Pour beaucoup, le Cloud Act a été perçu comme une réponse au RGPD. Le texte (dont l’acronyme signifie Clarifyng Lawful Overseas Use of Data Act) permet ainsi aux agences américaines d’accéder aux données stockées sur des serveurs ou par des entreprises américaines dans le cadre d’une procédure pénale.

Une “Threat Intelligence” en quatre volets

La gendarmerie nationale annonçait ainsi, pendant le FIC, le déploiement de 77 000 PC sous système d’exploitation Linux Ubuntu. Une solution ouverte qui a été adaptée aux contraintes terrain. Dans le panel de fournisseurs, on retrouve l’éditeur européen de solutions logicielles Eset qui sécurise l’ensemble des postes.

Benoît Gunemwald, expert en cybersécurité Eset France, explique la bascule progressive du marché vers des offres centrées sur le renseignement et l’anticipation de la menace. « Nous déployons une Threat Intelligence à travers quatre volets : stratégique, tactique, opérationnel et technique. La tactique, c’est identifier les groupes d’attaquants et leurs modes opératoires.

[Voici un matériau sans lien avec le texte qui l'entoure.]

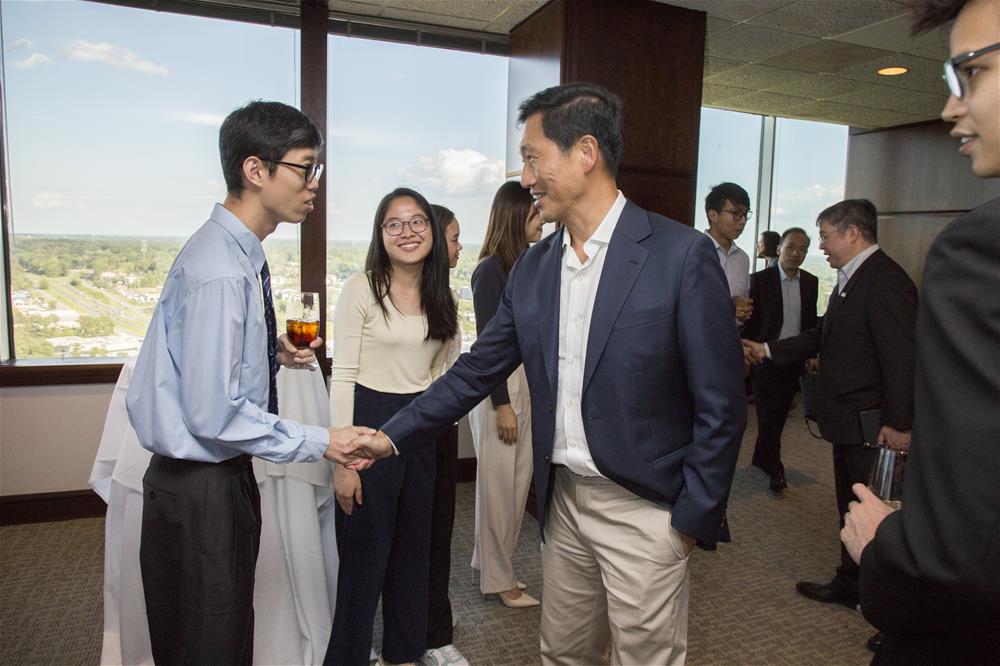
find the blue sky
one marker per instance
(113, 116)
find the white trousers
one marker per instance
(615, 568)
(503, 477)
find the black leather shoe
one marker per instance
(828, 593)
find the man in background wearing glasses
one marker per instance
(203, 397)
(727, 207)
(930, 572)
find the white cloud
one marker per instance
(114, 55)
(196, 118)
(53, 200)
(456, 171)
(31, 61)
(22, 44)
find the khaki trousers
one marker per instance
(615, 568)
(503, 477)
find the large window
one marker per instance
(810, 164)
(112, 121)
(430, 119)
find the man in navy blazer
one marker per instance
(624, 324)
(784, 299)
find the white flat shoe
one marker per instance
(523, 601)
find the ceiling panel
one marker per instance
(750, 43)
(826, 19)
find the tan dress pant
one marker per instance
(613, 567)
(503, 477)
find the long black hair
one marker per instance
(435, 294)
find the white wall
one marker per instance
(49, 436)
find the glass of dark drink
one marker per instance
(302, 318)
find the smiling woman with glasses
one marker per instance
(390, 331)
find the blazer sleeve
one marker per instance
(713, 361)
(892, 316)
(488, 281)
(492, 358)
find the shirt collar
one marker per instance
(602, 234)
(851, 266)
(732, 246)
(246, 239)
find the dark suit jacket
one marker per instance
(768, 313)
(931, 577)
(663, 403)
(866, 347)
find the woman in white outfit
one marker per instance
(501, 424)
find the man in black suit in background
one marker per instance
(784, 299)
(930, 574)
(866, 349)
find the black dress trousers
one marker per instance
(198, 553)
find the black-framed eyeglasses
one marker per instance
(312, 171)
(394, 226)
(953, 74)
(738, 214)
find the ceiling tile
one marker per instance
(481, 10)
(924, 74)
(757, 77)
(896, 99)
(750, 43)
(715, 25)
(517, 12)
(731, 10)
(432, 19)
(824, 55)
(825, 19)
(718, 65)
(819, 86)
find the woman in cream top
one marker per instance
(391, 324)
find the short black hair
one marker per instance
(771, 240)
(719, 194)
(859, 213)
(574, 110)
(930, 14)
(267, 130)
(794, 230)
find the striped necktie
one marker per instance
(272, 339)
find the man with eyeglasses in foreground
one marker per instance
(727, 208)
(866, 348)
(203, 396)
(930, 572)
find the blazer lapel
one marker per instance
(622, 266)
(548, 294)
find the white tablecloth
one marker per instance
(296, 575)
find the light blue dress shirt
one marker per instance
(200, 387)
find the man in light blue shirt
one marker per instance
(203, 397)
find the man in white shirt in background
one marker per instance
(727, 208)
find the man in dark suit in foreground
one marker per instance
(930, 572)
(865, 343)
(784, 299)
(625, 327)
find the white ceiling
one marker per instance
(812, 59)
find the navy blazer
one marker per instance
(663, 402)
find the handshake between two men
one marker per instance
(356, 447)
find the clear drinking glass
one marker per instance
(887, 477)
(301, 310)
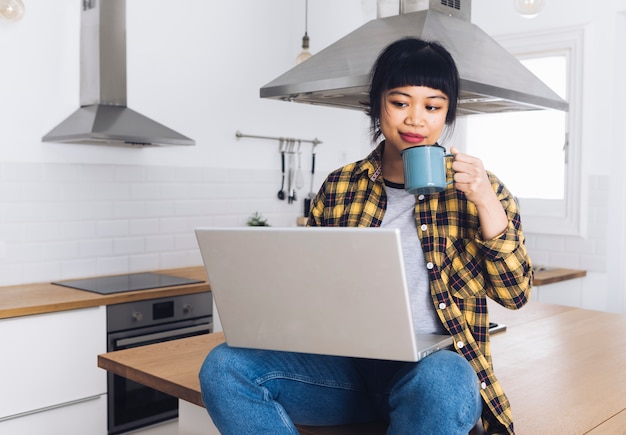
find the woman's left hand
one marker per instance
(470, 177)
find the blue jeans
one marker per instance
(257, 392)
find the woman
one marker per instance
(460, 246)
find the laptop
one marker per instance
(322, 290)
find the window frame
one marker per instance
(557, 216)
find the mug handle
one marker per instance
(451, 181)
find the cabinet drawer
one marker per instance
(50, 359)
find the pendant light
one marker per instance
(305, 54)
(529, 8)
(11, 10)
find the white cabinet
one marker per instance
(49, 372)
(82, 418)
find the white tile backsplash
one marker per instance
(64, 221)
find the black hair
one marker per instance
(412, 62)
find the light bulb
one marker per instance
(305, 54)
(11, 10)
(528, 8)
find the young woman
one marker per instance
(460, 246)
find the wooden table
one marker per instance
(563, 369)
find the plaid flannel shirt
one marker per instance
(463, 269)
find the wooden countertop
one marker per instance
(551, 275)
(24, 300)
(40, 298)
(547, 352)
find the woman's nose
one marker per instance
(414, 117)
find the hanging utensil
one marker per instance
(299, 176)
(292, 171)
(311, 194)
(281, 192)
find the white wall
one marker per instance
(600, 250)
(77, 210)
(196, 66)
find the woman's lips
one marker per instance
(412, 138)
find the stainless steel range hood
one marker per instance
(492, 79)
(103, 117)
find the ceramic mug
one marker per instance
(425, 169)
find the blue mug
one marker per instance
(425, 169)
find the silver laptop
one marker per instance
(333, 291)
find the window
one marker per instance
(537, 153)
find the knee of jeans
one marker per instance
(456, 378)
(213, 371)
(445, 375)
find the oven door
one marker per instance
(132, 405)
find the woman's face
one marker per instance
(412, 115)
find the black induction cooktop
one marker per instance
(126, 283)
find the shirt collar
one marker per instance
(372, 164)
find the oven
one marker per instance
(131, 324)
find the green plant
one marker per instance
(256, 220)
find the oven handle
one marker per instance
(124, 342)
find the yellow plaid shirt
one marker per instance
(463, 269)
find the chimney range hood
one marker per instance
(103, 117)
(492, 79)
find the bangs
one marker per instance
(427, 69)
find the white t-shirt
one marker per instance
(400, 213)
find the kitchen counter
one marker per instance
(28, 299)
(548, 351)
(551, 275)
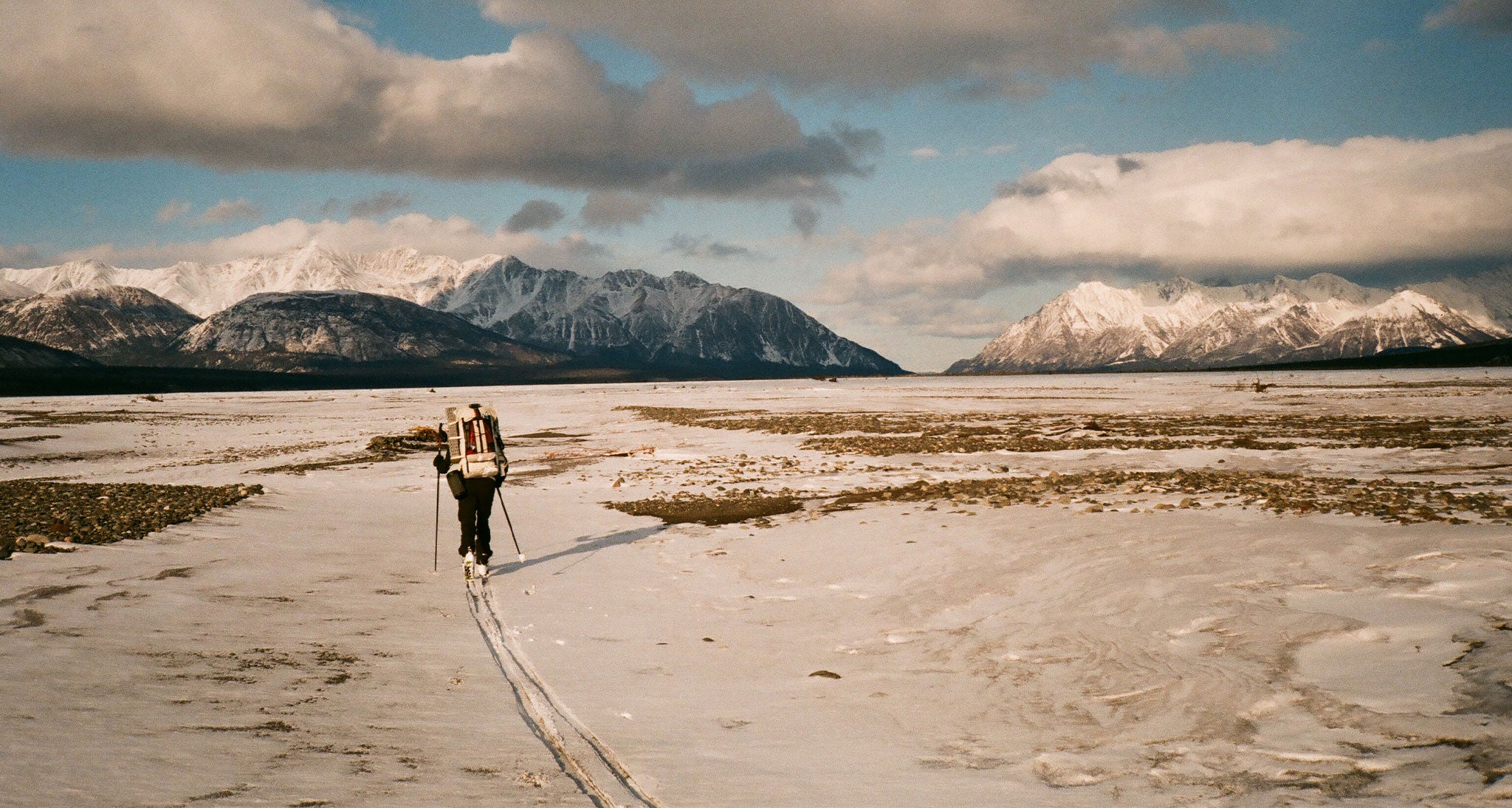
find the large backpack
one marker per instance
(472, 434)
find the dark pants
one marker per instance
(472, 512)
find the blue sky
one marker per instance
(918, 250)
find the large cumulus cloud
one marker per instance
(988, 46)
(285, 83)
(1226, 208)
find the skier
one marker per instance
(477, 451)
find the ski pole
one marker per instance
(512, 524)
(436, 549)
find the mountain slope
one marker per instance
(23, 353)
(343, 329)
(109, 323)
(628, 317)
(673, 321)
(1181, 324)
(13, 291)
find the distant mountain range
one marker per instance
(1181, 324)
(518, 317)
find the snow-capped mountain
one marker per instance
(679, 320)
(205, 290)
(23, 353)
(309, 330)
(105, 323)
(13, 291)
(628, 315)
(1184, 324)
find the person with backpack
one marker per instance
(475, 467)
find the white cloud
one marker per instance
(226, 210)
(536, 215)
(613, 210)
(20, 256)
(453, 236)
(286, 83)
(171, 210)
(707, 249)
(382, 203)
(1288, 206)
(989, 46)
(805, 216)
(1488, 17)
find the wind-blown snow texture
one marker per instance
(1181, 324)
(297, 648)
(628, 315)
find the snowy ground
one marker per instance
(297, 649)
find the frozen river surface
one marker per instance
(1317, 612)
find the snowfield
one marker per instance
(1138, 645)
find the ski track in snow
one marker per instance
(583, 756)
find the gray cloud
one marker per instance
(534, 215)
(171, 210)
(707, 249)
(805, 216)
(382, 203)
(985, 47)
(297, 88)
(614, 210)
(226, 210)
(1488, 17)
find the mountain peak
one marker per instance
(1184, 324)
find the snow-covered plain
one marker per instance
(297, 648)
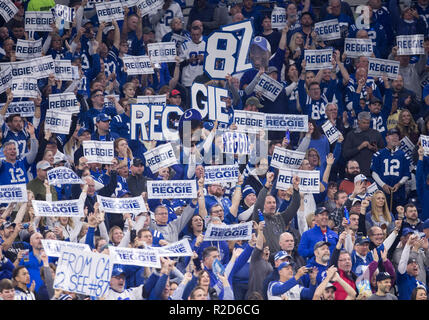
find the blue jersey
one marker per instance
(88, 118)
(406, 285)
(14, 173)
(377, 34)
(391, 166)
(121, 125)
(315, 109)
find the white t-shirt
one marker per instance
(191, 71)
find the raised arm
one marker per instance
(236, 196)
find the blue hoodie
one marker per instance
(311, 237)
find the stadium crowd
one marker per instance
(363, 236)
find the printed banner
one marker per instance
(135, 257)
(53, 248)
(98, 151)
(236, 143)
(220, 232)
(268, 87)
(24, 87)
(249, 121)
(38, 21)
(151, 121)
(318, 59)
(284, 122)
(63, 175)
(425, 143)
(64, 102)
(136, 65)
(278, 18)
(156, 99)
(63, 70)
(284, 158)
(407, 146)
(7, 10)
(5, 78)
(66, 208)
(108, 103)
(109, 11)
(410, 45)
(64, 12)
(221, 174)
(181, 248)
(172, 189)
(134, 205)
(380, 67)
(328, 30)
(37, 68)
(331, 132)
(86, 273)
(13, 193)
(28, 49)
(23, 108)
(355, 48)
(160, 52)
(310, 180)
(370, 190)
(149, 6)
(58, 122)
(160, 157)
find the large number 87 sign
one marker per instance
(227, 50)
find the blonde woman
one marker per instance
(379, 215)
(407, 126)
(129, 90)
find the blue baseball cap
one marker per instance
(262, 43)
(248, 190)
(122, 193)
(407, 231)
(117, 271)
(281, 255)
(189, 115)
(102, 117)
(208, 125)
(283, 265)
(82, 130)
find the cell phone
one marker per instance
(287, 135)
(261, 215)
(218, 267)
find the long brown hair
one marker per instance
(385, 213)
(404, 130)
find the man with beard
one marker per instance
(320, 233)
(343, 261)
(287, 244)
(320, 261)
(384, 284)
(352, 170)
(259, 267)
(411, 215)
(245, 209)
(361, 143)
(408, 270)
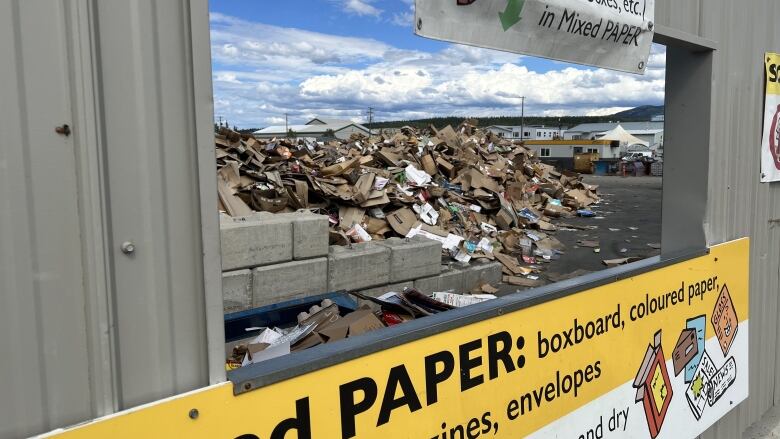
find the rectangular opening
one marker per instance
(301, 124)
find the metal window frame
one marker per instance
(683, 223)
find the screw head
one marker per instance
(128, 248)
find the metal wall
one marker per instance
(86, 329)
(738, 205)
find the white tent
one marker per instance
(618, 134)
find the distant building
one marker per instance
(650, 132)
(529, 132)
(564, 150)
(318, 128)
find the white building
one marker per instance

La technique, c’est l’analyse de flux et la recherche de données. Notamment dans les remontées de notre antivirus. L’opérationnel est un mix entre l’anticipation et la préparation aux attaques (Early warning system). Enfin la stratégie, c’est comment faire le lien entre ces différents domaines pour qu’ils soient pertinents pour l’entreprise. »

Si le sujet gagne en popularité, il est encore loin d’être clos.